The building is donut-shaped and the center ring displays stadium-like boards of Zappos vendors’ logos.  Gathering spaces with fake grass and nice furniture offset the industrial feel.

From the moment you enter the building, you know you’re not in a typical corporate office.  A huge mural of Legos welcomes you to the Zappos “family” and there are strange displays in the lobby such as a bunch of plastic legs extending from a barrel next to an old-fashioned shoe shine stand and a weird butterfly-inspired structure.

The call center areas are adorned with streamers, art, and other paraphernalia; employees desks are decorated in every imaginable way.  Tony’s workspace — a desk in a row of other desks — looks just as crazy as everyone else’s.  And in case you’re wondering how Human Resources feels about employees’ creativity, the HR department area looks the most outrageous of all.

There’s the standard customer call center whiteboard that you’d expect showing the number of calls and wait times but in Zappos fashion, it also shows the number of PECs achieved — PEC stands for personal emotional connection and employees are encouraged to rack them up by sending customers thank you cards and cookies and other gifts.  Like many other things at Zappos that seem extravagant, you wonder how they can be profitable and my tour guide skirted my question of how they manage the costs associated with such an effort.

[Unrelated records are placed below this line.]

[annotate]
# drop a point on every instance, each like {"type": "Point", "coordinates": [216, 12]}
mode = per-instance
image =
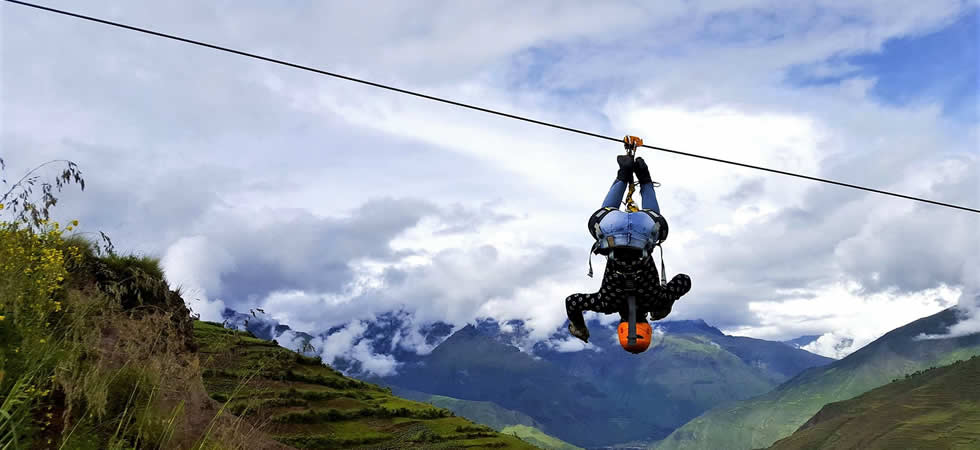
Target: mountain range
{"type": "Point", "coordinates": [761, 421]}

Common areas are located near the windows at the center of the building and contain stations with free snacks and drinks.  The cafeteria offers healthy meals and sports a ping pong table and a roof-top lounge area.  And there are gender neutral bathrooms.

Perhaps the only sense of hierarchy in the office are the license plate style signs that employees get that show their name and when they started at the company.  Employees are given tags for every year they’ve stayed and different color signs indicate different lengths of tenure.  Other than that, there’s no executive suite, very few conference rooms, and no personal space.

Tony says that he believes investments in company culture drive employee productivity, customer service, and brand strength.  This office shows one example of how Zappos invests in its culture and it definitely offers a distinctively Zappos experience for employees.